米スミソニアン協会が発行する雑誌『スミソニアン』の公式サイトが特集記事を公開しています。

米ミズーリ州スプリングフィールドにあるナショナル・オーディオ・カンパニーは、1969年に、社長のスティーヴ・ステップが父親のウォーレン・ウィリアムス・ステップとともに設立しました。当初はオープンリール式の磁気記録テープをレコーディングスタジオやラジオ・テレビ局に販売していて、その後、オーディオカセットの人気が急上昇していたこともあり、カセットテープの販売を開始。1970年代から1980年代にかけては、年間1,000万本から1,500万本のカセットを販売し、業界のトップを走っていました。

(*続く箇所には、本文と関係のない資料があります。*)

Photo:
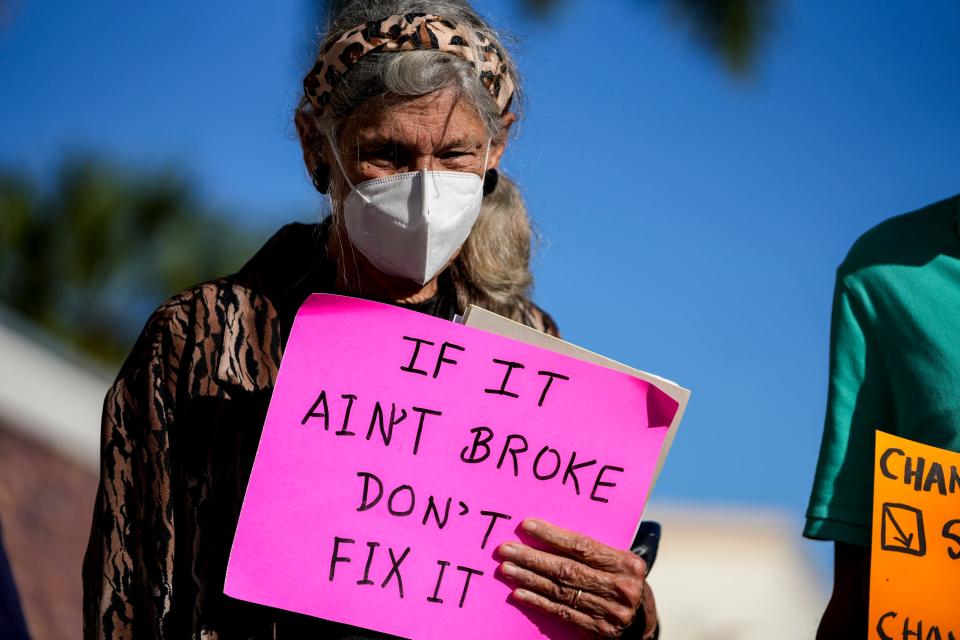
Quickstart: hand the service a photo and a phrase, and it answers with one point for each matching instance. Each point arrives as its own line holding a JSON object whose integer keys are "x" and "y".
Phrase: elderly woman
{"x": 404, "y": 120}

しかし、音楽用カセットがピークを迎えた1990年代後半になる前にCDが誕生。CDが普及するにつれ、各社はカセットテープに必要な磁気テープの製造を徐々に中止します。ナショナル・オーディオ・カンパニーは、これまでに調達した磁気テープを使ってカセットテープを作り続け、毎年安定した売り上げを維持します。その後、テープの最終供給地である韓国の業者が閉鎖されてから2年後の2016年には、その供給が途絶え、世界的にテープ不足に陥っていましたが、同社は、衰退に屈することなく、1980年代の機器を購入して改修し、2018年には磁気テープの自社生産を開始しました。

そして現在、レコード会社向けに年間2,500万〜3,000万本のカセットを製造しており、世界最大のメーカーとなっています。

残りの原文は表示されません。